Stinky TofuIf the name doesn’t scare you off, the smell just might.  The whiff I got when I stepped out of the car was something like sewage, but I boldly stepped forward to the little shop.  As we walked closer and closer and finally into the epicenter, the smell all but seemed to dissipate.  Well, either that or my nose hairs had completely died.

The name of this delight is exactly what it means.  It’s stinky and its tofu.  It’s also fried and served with some sort of sweet and spicy dressing with their version of Korean Kimchi.  Actually, I really liked the cabbage on the top, it was sweet and sour with a crunchy texture that was every bit welcomed after the heat and oil from the tofu.  Where does the bad smell come from?  The tofu is fermented and can be served steamed, cold, stewed or most commonly, fried.

It was good, I’d eat it again.

Rice Noodles

Rice NoodlesThis was a very famous shop in Kaohsiung known for their handmade noodles.  I ate the ones from rice and my friend’s had the ones made from flour.  It was light and easy to digest, a little bland of flavors though, but it was good and the bean sprouts and scallions added a nice bit of extra texture.

I wouldn’t avoid eating it again, but I wouldn’t race towards it either.  It was a bit plain for me.

Fish Cake Soup


Is it healthy?  Possibly not as it’s processed.  However, I really love fish cake.  I used to enjoy this a lot in Korea all the time.  Of course, it’s prepared and served differently there than in Taiwan.  This was a light soup and altogether I wouldn’t argue that it is 100% bad for you.  The broth is simple, mostly water mixed with some fish or vegetable stock.

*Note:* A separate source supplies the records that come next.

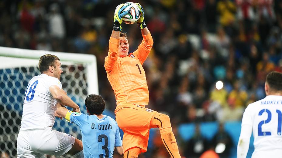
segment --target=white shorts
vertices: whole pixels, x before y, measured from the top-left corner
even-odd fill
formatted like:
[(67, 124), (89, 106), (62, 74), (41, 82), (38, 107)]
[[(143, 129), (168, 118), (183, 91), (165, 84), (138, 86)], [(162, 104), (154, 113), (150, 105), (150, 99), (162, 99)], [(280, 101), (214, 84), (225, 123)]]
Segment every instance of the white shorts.
[(17, 157), (44, 157), (45, 154), (60, 156), (72, 147), (75, 138), (52, 127), (20, 131), (17, 140)]

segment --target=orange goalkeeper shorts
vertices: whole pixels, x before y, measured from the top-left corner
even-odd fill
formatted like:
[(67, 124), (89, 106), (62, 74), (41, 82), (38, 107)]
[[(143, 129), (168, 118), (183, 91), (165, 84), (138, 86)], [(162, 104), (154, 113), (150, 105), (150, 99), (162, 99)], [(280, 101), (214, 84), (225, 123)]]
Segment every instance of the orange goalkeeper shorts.
[(118, 125), (124, 133), (123, 152), (135, 147), (145, 152), (148, 147), (150, 123), (157, 112), (144, 106), (131, 105), (120, 107), (115, 113)]

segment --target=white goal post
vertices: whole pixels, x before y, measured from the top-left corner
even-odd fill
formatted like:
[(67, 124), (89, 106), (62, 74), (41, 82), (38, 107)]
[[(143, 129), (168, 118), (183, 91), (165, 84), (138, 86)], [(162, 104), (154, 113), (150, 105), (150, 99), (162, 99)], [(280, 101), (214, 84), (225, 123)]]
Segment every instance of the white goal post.
[[(84, 100), (87, 96), (98, 94), (96, 59), (93, 55), (0, 47), (0, 151), (11, 157), (16, 154), (16, 139), (27, 84), (31, 78), (40, 74), (39, 58), (46, 54), (60, 58), (64, 71), (60, 80), (62, 87), (82, 112), (87, 113)], [(54, 128), (81, 139), (75, 125), (56, 118)]]

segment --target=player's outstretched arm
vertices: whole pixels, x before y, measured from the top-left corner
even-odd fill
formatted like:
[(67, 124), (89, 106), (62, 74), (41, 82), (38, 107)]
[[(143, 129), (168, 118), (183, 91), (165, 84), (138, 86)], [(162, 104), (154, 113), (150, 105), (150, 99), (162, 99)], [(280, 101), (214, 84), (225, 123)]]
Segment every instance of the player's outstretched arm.
[(123, 148), (122, 148), (122, 146), (116, 146), (115, 147), (115, 150), (116, 150), (116, 151), (118, 152), (118, 153), (120, 155), (122, 155), (123, 153)]
[(54, 98), (59, 103), (73, 108), (74, 111), (80, 112), (79, 107), (59, 87), (54, 85), (51, 86), (49, 87), (49, 90)]
[(57, 104), (57, 110), (56, 110), (56, 112), (61, 117), (66, 119), (69, 121), (70, 121), (70, 116), (72, 113), (72, 112), (70, 111), (69, 110), (66, 108), (64, 106), (62, 105), (60, 103), (58, 103)]

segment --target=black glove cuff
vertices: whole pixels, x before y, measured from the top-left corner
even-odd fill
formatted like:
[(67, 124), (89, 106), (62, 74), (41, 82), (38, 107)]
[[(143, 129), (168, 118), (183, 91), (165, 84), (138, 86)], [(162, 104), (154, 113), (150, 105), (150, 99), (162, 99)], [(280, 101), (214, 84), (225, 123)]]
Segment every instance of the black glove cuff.
[(119, 31), (119, 27), (120, 26), (120, 24), (118, 21), (115, 21), (114, 23), (114, 26), (113, 27), (113, 29), (115, 31)]
[[(145, 23), (145, 20), (143, 20), (142, 23), (138, 22), (137, 23), (138, 24), (138, 25), (139, 26), (139, 27), (141, 29), (143, 29), (146, 27), (146, 24)], [(141, 25), (142, 25), (142, 27)]]

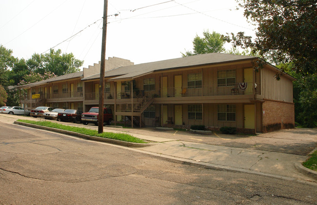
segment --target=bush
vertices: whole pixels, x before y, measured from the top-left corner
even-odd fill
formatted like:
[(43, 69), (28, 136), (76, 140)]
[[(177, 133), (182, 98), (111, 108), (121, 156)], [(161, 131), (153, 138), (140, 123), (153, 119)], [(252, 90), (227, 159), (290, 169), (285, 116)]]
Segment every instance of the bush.
[(237, 128), (222, 127), (220, 128), (220, 131), (221, 131), (223, 134), (233, 134), (237, 131)]
[(196, 130), (204, 130), (205, 126), (203, 125), (194, 125), (190, 126), (190, 129)]

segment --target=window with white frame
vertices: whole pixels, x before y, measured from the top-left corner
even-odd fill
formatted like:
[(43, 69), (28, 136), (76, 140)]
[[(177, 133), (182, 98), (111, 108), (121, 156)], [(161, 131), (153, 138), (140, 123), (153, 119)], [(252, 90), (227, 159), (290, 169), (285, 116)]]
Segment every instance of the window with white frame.
[(82, 82), (79, 82), (77, 83), (77, 92), (82, 92)]
[(201, 74), (190, 74), (187, 75), (188, 88), (201, 88), (202, 81)]
[(109, 82), (104, 84), (104, 92), (106, 93), (110, 93), (110, 83)]
[(54, 85), (53, 86), (53, 93), (54, 94), (57, 94), (59, 93), (58, 85)]
[(155, 90), (155, 80), (154, 78), (146, 78), (143, 80), (143, 88), (145, 91)]
[(236, 83), (236, 70), (218, 71), (218, 87), (232, 86)]
[(143, 112), (144, 117), (148, 118), (155, 118), (155, 106), (150, 105)]
[(82, 105), (82, 102), (79, 102), (77, 103), (77, 110), (80, 111), (83, 111), (83, 106)]
[(188, 105), (188, 119), (202, 119), (202, 107), (201, 105)]
[(67, 92), (67, 84), (63, 84), (62, 92), (63, 93), (65, 93)]
[(236, 105), (218, 105), (218, 120), (236, 121)]

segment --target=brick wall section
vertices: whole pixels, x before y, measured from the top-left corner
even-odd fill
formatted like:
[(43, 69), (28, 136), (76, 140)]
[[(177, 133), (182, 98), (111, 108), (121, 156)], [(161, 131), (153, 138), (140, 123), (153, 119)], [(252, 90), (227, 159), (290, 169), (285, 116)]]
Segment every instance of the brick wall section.
[(294, 128), (295, 114), (294, 104), (284, 102), (266, 100), (262, 105), (262, 132)]

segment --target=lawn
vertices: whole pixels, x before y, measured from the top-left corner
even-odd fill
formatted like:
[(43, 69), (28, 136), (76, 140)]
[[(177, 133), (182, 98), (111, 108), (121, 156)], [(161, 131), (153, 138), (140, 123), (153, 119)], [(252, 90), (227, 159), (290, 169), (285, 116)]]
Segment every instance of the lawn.
[(49, 121), (34, 121), (32, 120), (20, 119), (18, 120), (17, 121), (19, 122), (25, 122), (26, 123), (32, 124), (34, 125), (40, 125), (41, 126), (56, 128), (58, 129), (63, 130), (67, 131), (71, 131), (89, 136), (94, 136), (96, 137), (103, 137), (105, 138), (113, 139), (123, 141), (125, 142), (133, 142), (136, 143), (147, 143), (147, 142), (145, 142), (142, 139), (134, 137), (133, 136), (128, 134), (113, 132), (103, 132), (99, 134), (97, 130), (87, 129), (84, 128), (79, 128), (78, 127), (61, 125), (59, 123)]
[(303, 162), (303, 166), (314, 171), (317, 171), (317, 151), (310, 155), (310, 158)]

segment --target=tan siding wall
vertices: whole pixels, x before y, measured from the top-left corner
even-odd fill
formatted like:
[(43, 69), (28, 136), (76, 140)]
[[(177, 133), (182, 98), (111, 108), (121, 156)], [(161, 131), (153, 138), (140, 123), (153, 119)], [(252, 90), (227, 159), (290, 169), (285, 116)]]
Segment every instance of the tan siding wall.
[(267, 67), (261, 70), (263, 98), (293, 102), (293, 81), (282, 75), (279, 80), (274, 77), (277, 72)]

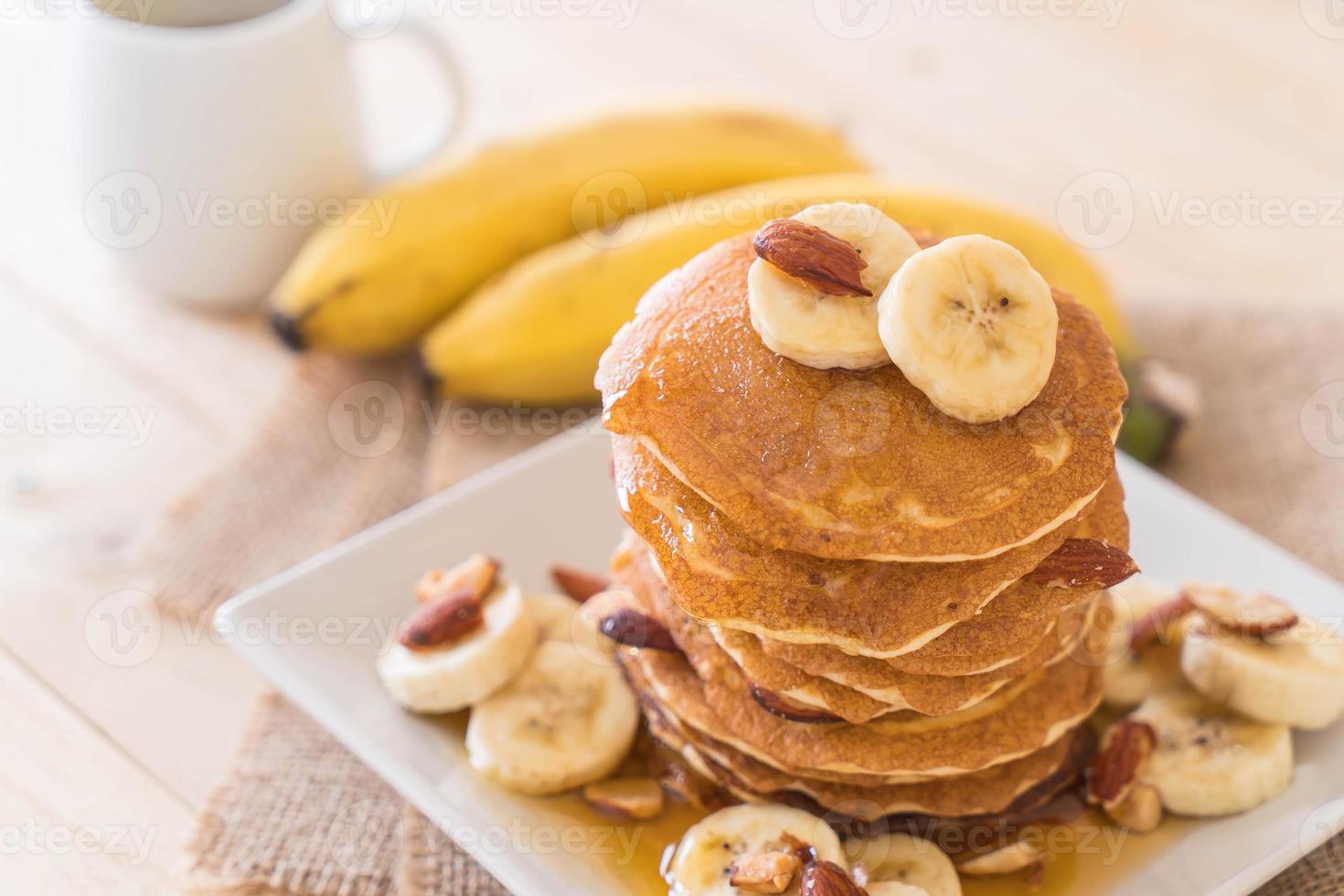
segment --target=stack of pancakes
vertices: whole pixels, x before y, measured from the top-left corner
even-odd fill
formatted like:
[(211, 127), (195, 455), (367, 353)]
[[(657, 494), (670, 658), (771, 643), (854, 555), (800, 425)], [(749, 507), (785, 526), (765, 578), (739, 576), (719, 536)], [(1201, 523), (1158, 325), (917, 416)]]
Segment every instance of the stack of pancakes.
[(860, 821), (1047, 801), (1101, 697), (1091, 567), (1128, 548), (1109, 340), (1056, 294), (1050, 382), (973, 426), (892, 365), (766, 348), (753, 259), (741, 238), (665, 277), (598, 372), (633, 531), (613, 580), (679, 647), (625, 650), (650, 729), (745, 801)]

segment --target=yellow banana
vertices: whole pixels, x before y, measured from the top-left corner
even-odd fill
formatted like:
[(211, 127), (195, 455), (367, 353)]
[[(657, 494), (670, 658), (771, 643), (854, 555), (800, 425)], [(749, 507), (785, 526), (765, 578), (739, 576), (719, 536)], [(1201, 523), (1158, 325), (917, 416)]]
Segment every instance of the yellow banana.
[(492, 274), (577, 232), (702, 192), (860, 171), (840, 137), (739, 106), (613, 113), (449, 160), (316, 232), (271, 294), (286, 343), (406, 348)]
[(581, 235), (542, 250), (430, 330), (421, 361), (442, 395), (528, 404), (589, 400), (602, 349), (660, 277), (720, 239), (823, 201), (868, 203), (941, 236), (986, 234), (1008, 242), (1050, 283), (1095, 310), (1118, 349), (1129, 345), (1101, 275), (1055, 231), (970, 199), (836, 175), (699, 196), (628, 218), (607, 239)]

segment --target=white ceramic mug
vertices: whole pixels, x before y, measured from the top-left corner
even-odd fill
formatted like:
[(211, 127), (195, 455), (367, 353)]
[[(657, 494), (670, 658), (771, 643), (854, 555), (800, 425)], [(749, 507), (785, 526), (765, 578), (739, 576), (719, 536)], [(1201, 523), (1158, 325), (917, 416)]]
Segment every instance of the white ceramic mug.
[(355, 38), (430, 47), (456, 97), (437, 142), (462, 118), (453, 56), (399, 8), (386, 27), (339, 17), (328, 0), (79, 1), (85, 223), (133, 279), (196, 305), (254, 304), (317, 222), (348, 212), (386, 226), (391, 210), (360, 197), (372, 177)]

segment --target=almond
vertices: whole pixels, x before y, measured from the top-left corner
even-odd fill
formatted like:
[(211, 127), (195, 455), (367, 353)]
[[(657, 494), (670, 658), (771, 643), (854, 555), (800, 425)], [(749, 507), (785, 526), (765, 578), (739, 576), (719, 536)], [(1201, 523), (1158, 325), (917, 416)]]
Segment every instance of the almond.
[(1015, 870), (1038, 865), (1046, 858), (1046, 850), (1035, 842), (1019, 840), (1000, 846), (992, 853), (984, 853), (957, 862), (957, 870), (962, 875), (1011, 875)]
[(1106, 814), (1130, 830), (1146, 834), (1163, 821), (1163, 801), (1152, 785), (1136, 785), (1129, 795), (1106, 809)]
[(840, 716), (835, 716), (824, 709), (804, 707), (793, 700), (789, 700), (788, 697), (757, 685), (751, 685), (751, 699), (755, 700), (766, 712), (780, 716), (781, 719), (788, 719), (789, 721), (802, 721), (806, 724), (840, 721)]
[(415, 584), (415, 600), (434, 603), (460, 591), (470, 591), (478, 598), (495, 590), (500, 562), (484, 553), (473, 553), (452, 570), (430, 570)]
[(782, 893), (793, 883), (798, 865), (792, 853), (747, 853), (728, 865), (728, 884), (747, 893)]
[(1251, 638), (1286, 631), (1297, 625), (1293, 607), (1267, 594), (1245, 594), (1226, 584), (1199, 582), (1187, 584), (1181, 596), (1203, 613), (1210, 622)]
[(583, 603), (594, 594), (606, 591), (612, 586), (606, 580), (606, 576), (562, 563), (551, 567), (551, 579), (555, 582), (555, 587), (579, 603)]
[(1087, 802), (1107, 811), (1129, 797), (1157, 747), (1157, 732), (1146, 721), (1121, 719), (1102, 735), (1087, 766)]
[(1176, 623), (1193, 613), (1195, 604), (1180, 595), (1153, 607), (1148, 615), (1134, 619), (1129, 629), (1129, 649), (1146, 647), (1153, 641), (1172, 643)]
[(1027, 578), (1060, 588), (1109, 588), (1136, 572), (1133, 557), (1120, 548), (1095, 539), (1067, 539)]
[(867, 893), (840, 865), (817, 858), (802, 868), (798, 896), (867, 896)]
[(583, 789), (583, 801), (607, 815), (645, 821), (663, 814), (663, 787), (652, 778), (607, 778)]
[(626, 647), (680, 650), (661, 622), (634, 607), (621, 607), (606, 614), (597, 630)]
[(410, 650), (439, 647), (474, 631), (484, 622), (480, 596), (462, 590), (413, 613), (402, 629), (401, 642)]
[(780, 218), (755, 236), (757, 255), (827, 296), (872, 296), (860, 277), (868, 262), (849, 242), (820, 227)]

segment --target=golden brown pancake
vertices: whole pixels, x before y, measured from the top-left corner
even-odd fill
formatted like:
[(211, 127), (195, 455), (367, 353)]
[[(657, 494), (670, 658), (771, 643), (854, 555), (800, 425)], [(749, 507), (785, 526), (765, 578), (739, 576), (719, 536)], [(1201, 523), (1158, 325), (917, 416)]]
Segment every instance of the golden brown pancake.
[(1073, 754), (1083, 740), (1071, 733), (1001, 766), (907, 785), (864, 786), (794, 778), (679, 725), (673, 716), (663, 712), (637, 666), (628, 666), (626, 674), (653, 736), (680, 754), (700, 775), (741, 799), (788, 801), (788, 794), (800, 794), (821, 811), (839, 810), (864, 821), (895, 813), (961, 817), (1008, 810), (1024, 793), (1073, 764)]
[[(1124, 551), (1129, 549), (1129, 517), (1125, 514), (1125, 492), (1111, 480), (1093, 512), (1079, 523), (1077, 537), (1098, 539)], [(761, 638), (761, 649), (800, 669), (847, 684), (866, 686), (899, 685), (896, 673), (965, 676), (997, 673), (1015, 677), (1030, 670), (1023, 662), (1060, 621), (1077, 625), (1082, 604), (1091, 598), (1087, 590), (1048, 587), (1023, 580), (991, 600), (973, 618), (954, 625), (918, 650), (888, 658), (851, 656), (829, 645), (798, 645)]]
[[(1031, 544), (966, 563), (825, 560), (757, 544), (630, 439), (613, 438), (613, 455), (621, 510), (685, 613), (862, 656), (909, 653), (974, 618), (1077, 528), (1068, 521)], [(1122, 506), (1124, 492), (1116, 485), (1102, 498)]]
[[(1090, 604), (1091, 602), (1085, 606)], [(1070, 631), (1063, 638), (1056, 637), (1058, 629), (1051, 629), (1050, 635), (1032, 653), (1004, 666), (1012, 674), (995, 670), (972, 676), (921, 676), (883, 666), (886, 674), (880, 684), (862, 676), (813, 676), (771, 657), (762, 650), (758, 638), (745, 631), (711, 626), (710, 634), (754, 684), (804, 707), (832, 712), (845, 721), (864, 723), (895, 709), (945, 716), (973, 707), (1013, 678), (1063, 660), (1082, 641), (1085, 623), (1090, 625), (1087, 619), (1081, 619), (1078, 625), (1066, 626)]]
[(699, 652), (711, 649), (712, 641), (728, 654), (753, 685), (855, 724), (899, 709), (935, 716), (972, 707), (1005, 686), (1012, 677), (1063, 660), (1082, 639), (1086, 627), (1086, 617), (1082, 615), (1051, 629), (1050, 635), (1042, 639), (1032, 654), (1016, 664), (1016, 676), (997, 672), (980, 676), (921, 676), (896, 672), (882, 661), (872, 661), (872, 665), (883, 673), (883, 680), (880, 686), (868, 688), (866, 692), (844, 681), (810, 674), (767, 654), (755, 635), (685, 619), (685, 614), (671, 599), (667, 584), (655, 574), (648, 548), (638, 540), (630, 541), (624, 548), (625, 557), (612, 571), (613, 584), (645, 595), (653, 615), (663, 625), (673, 634), (687, 633), (687, 637), (679, 641), (679, 646), (692, 657), (692, 662)]
[(1035, 402), (997, 423), (943, 415), (894, 365), (818, 371), (751, 328), (751, 238), (664, 277), (602, 356), (605, 423), (770, 547), (833, 559), (966, 560), (1073, 520), (1114, 465), (1126, 398), (1091, 312), (1056, 293)]
[[(632, 594), (656, 614), (648, 594)], [(679, 645), (704, 638), (684, 615), (664, 623)], [(970, 709), (941, 717), (898, 712), (856, 725), (796, 723), (767, 712), (741, 669), (708, 641), (694, 656), (626, 647), (621, 654), (638, 664), (660, 705), (688, 728), (788, 774), (884, 783), (966, 774), (1050, 746), (1095, 709), (1106, 647), (1105, 637), (1087, 638), (1077, 658), (1030, 673)]]

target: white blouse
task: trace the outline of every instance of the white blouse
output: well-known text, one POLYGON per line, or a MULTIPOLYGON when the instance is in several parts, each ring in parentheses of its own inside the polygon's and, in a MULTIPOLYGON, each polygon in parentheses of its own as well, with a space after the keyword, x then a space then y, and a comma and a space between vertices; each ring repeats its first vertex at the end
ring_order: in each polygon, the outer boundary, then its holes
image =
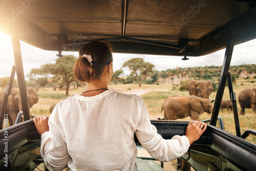
POLYGON ((41 135, 41 155, 49 170, 137 170, 134 133, 155 159, 169 161, 189 147, 185 136, 165 140, 151 124, 143 99, 107 90, 75 94, 59 102, 41 135))

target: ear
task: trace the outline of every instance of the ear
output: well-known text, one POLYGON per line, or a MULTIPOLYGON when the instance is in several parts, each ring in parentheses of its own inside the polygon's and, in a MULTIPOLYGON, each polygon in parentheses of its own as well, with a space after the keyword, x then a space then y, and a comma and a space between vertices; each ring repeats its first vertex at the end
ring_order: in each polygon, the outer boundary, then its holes
POLYGON ((113 67, 113 61, 111 61, 110 64, 108 65, 108 73, 110 73, 111 72, 111 69, 113 67))
POLYGON ((36 90, 32 87, 27 88, 27 93, 28 94, 29 107, 30 108, 38 102, 38 94, 36 90))
POLYGON ((197 90, 196 90, 196 80, 191 80, 187 85, 187 90, 188 91, 190 95, 194 95, 196 96, 198 96, 198 93, 197 90))
POLYGON ((200 113, 204 113, 204 108, 203 102, 201 100, 201 98, 194 97, 190 101, 191 108, 200 113))
POLYGON ((212 83, 210 81, 206 81, 207 82, 207 87, 208 87, 207 95, 208 96, 209 96, 214 91, 214 86, 212 86, 212 83))

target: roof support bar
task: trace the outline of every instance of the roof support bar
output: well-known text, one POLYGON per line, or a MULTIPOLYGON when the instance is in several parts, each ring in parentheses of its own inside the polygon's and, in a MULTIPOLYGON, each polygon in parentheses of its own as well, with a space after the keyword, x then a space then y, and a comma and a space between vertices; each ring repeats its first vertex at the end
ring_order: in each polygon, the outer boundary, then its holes
MULTIPOLYGON (((12 72, 11 73, 11 76, 10 77, 10 79, 9 80, 9 84, 6 86, 5 89, 5 95, 4 96, 4 100, 3 100, 3 103, 2 104, 1 111, 0 111, 0 130, 2 129, 3 123, 4 122, 4 119, 5 118, 5 114, 7 113, 7 102, 8 101, 8 98, 11 94, 11 92, 12 91, 12 84, 13 83, 13 80, 14 79, 14 76, 15 75, 16 67, 15 66, 12 66, 12 72)), ((8 114, 7 114, 8 115, 8 114)), ((10 118, 8 117, 8 118, 10 118)))
POLYGON ((12 48, 13 49, 13 55, 16 69, 17 78, 18 79, 18 88, 22 99, 22 105, 23 111, 24 120, 29 120, 29 108, 28 102, 28 96, 27 95, 27 89, 26 88, 25 77, 22 59, 22 52, 20 51, 20 45, 19 44, 19 38, 16 36, 12 35, 12 48))
POLYGON ((221 100, 223 96, 225 90, 225 85, 227 81, 228 70, 230 65, 231 58, 232 57, 232 53, 234 46, 234 40, 237 34, 237 28, 231 28, 229 32, 229 37, 227 43, 226 52, 225 53, 223 65, 222 65, 222 70, 221 70, 220 82, 218 87, 216 97, 215 98, 215 103, 214 103, 212 115, 210 119, 210 124, 216 126, 217 122, 218 116, 220 108, 221 106, 221 100))
POLYGON ((127 16, 127 0, 122 1, 122 39, 124 39, 125 36, 125 24, 127 16))
POLYGON ((234 92, 234 91, 233 90, 233 86, 232 85, 232 80, 231 79, 231 74, 229 72, 227 75, 227 83, 228 83, 228 89, 229 90, 229 95, 230 96, 230 101, 233 105, 233 112, 234 113, 234 124, 236 125, 237 136, 241 137, 240 124, 239 123, 238 106, 237 106, 237 98, 236 98, 236 93, 234 92))
POLYGON ((143 40, 143 39, 140 39, 139 38, 131 38, 131 37, 125 37, 124 39, 126 40, 130 40, 130 41, 138 41, 138 42, 143 42, 147 44, 151 44, 151 45, 157 45, 159 46, 162 46, 164 47, 167 47, 167 48, 173 48, 173 49, 179 49, 180 47, 179 46, 176 46, 176 45, 170 45, 170 44, 164 44, 164 43, 161 43, 159 42, 157 42, 157 41, 150 41, 150 40, 143 40))

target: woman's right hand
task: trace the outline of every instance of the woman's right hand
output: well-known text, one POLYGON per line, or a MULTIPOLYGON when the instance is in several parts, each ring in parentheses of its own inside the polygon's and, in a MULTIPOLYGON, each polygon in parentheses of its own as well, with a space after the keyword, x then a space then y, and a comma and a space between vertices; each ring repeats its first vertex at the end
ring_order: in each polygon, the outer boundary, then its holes
POLYGON ((185 135, 189 140, 190 144, 200 138, 206 130, 206 127, 207 124, 203 122, 201 122, 197 120, 189 122, 185 135))
POLYGON ((40 135, 49 131, 48 119, 48 116, 38 116, 33 118, 36 130, 40 135))

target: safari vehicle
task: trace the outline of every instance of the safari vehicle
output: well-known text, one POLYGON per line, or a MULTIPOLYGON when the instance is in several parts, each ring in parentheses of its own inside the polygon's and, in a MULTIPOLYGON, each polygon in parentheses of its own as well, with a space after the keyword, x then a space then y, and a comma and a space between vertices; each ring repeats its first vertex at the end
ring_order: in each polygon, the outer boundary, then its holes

Would I eat it again?  Absolutely.  I love the cute little bite sized pieces.

Hot Pot

Taiwanese Hot Pot

If you’re looking for a lot of food, this is the way to go.  Influenced from the Japanese Shabu Shabu, Hot Pot is a full on experience and is kind of like a Chinese Fondue.  You typically choose the type of broth you want and then the ingredients (lots of variety, possibilities are endless).  When the food arrives, you cook it yourself and eat when ready.  It’s filling and its hot.  I’ve also had spicy hot pot, which isn’t just heat hot, its very spicy in nature.

Spicy Hot Pot

Given the cooking time and the time for the food to cool enough to eat, this sort of meal can be a lengthy and filling affair.

Taiwanese Breakfast

Breakfast in Taiwan

Fish for breakfast is definitely something that doesn’t usually happen in my world, but I wanted to be open minded.  This seemed much like a lunch or dinner sort of meal to me, but this was a breakfast shop.  There’s loads of dumpling stores and other fried eats that people eat a lot for breakfast as well, which I haven’t had yet.  Perhaps next time…

This was actually a really tasty meal.  It was light as hopefully nutritious.  The fish soup came with fish (obviously) and they put some rice inside as well.  Spinach was sautéed and we got a sweet soy glaze with wasabi to spice up the meal.  It was delicious and I’d definitely eat this again.  Light protein, vegetables, some carbs and not much sugar is a pretty good meal in general.

Counting down the days till I’m back in the states…16 days and counting.